Loc ajoute « désormais, je vais la seconder. J’ai décidé que ma vie serait ici et non plus aux États-Unis. Je m’occuperait dorénavant de la ferme et de nos magasins à Vientiane et à Luang Prabang».

Nous sommes sur la terrasse de la maison où elle souhaite accueillir ses futurs invités. Loc met en place un tourisme écologique. Les touristes, en plus d’apprendre tout le processus de création de la soie, pourront fabriquer leur propre étoffe ! Ils disposeront de métiers à tisser et apprendront les gestes méthodiques que requiert cet instrument. La vue à 360°, à partir du balcon de la maison, est splendide. Loc nous indique, rieuse, que de précédents visiteurs ont comparé cette campagne à la Suisse. À nos pieds, de jeunes mûriers reposent sur leur compost, et plus loin, des vaches rentrent à l’étable. Les collines sculptent joliment l’horizon et la nature emplie le silence de ses mélodies exotiques. Eclairée à la lueur d’une bougie, la jeune femme n’arrête pas. Occupée par ses deux téléphones, le nombreux personnel de la ferme, les affaires en cours et nos innombrables questions… elle tourbillonne efficacement pour tout gérer. Impressionnante !

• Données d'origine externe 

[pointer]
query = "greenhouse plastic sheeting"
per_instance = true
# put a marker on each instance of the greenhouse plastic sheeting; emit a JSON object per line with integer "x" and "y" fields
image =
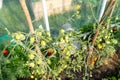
{"x": 13, "y": 18}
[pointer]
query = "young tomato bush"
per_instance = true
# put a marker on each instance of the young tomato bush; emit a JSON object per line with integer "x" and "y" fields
{"x": 66, "y": 53}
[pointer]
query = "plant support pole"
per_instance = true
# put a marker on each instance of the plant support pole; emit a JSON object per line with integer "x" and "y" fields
{"x": 45, "y": 15}
{"x": 27, "y": 15}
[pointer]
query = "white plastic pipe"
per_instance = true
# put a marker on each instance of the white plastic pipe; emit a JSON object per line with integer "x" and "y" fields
{"x": 45, "y": 15}
{"x": 102, "y": 9}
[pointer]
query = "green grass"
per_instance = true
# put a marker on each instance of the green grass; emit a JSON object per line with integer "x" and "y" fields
{"x": 13, "y": 18}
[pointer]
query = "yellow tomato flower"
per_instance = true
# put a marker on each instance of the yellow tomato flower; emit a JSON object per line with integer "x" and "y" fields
{"x": 19, "y": 36}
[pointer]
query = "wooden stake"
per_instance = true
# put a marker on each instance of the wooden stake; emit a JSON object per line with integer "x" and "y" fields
{"x": 29, "y": 21}
{"x": 111, "y": 3}
{"x": 27, "y": 15}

29 et 30 aout 2009, découverte de la ferme Mulberries

La ferme est implantée sur un terrain qui a été très sévèrement bombardé durant la guerre du Vietnam (« La guerre secrète »). Après quelques années de travail rigoureux et de persévérance, l’acidité du terrain a disparu pour laisser place à un sol fertile, aujourd’hui recouvert d’une herbe grasse et de nombreux mûriers. La soie y est désormais produite quotidiennement en respectant le cycle naturel. La ferme est entièrement organique (compost, teinture, tissage, …). De plus, la fondation Mulberries a obtenu le label « Fair trade » (commerce équitable) en 1995.

Le cycle de production


1. Les Vaches

Les vaches de la ferme Mulberries
Les vaches de la ferme Mulberries


Ces belles vaches, au-delà de nourrir et de fournir du lait à la ferme, sont un des éléments essentiels à la production de la soie. Tous les matins, vers 7H30, une fois leur enclos ouvert, des travailleurs viennent récolter leurs excréments.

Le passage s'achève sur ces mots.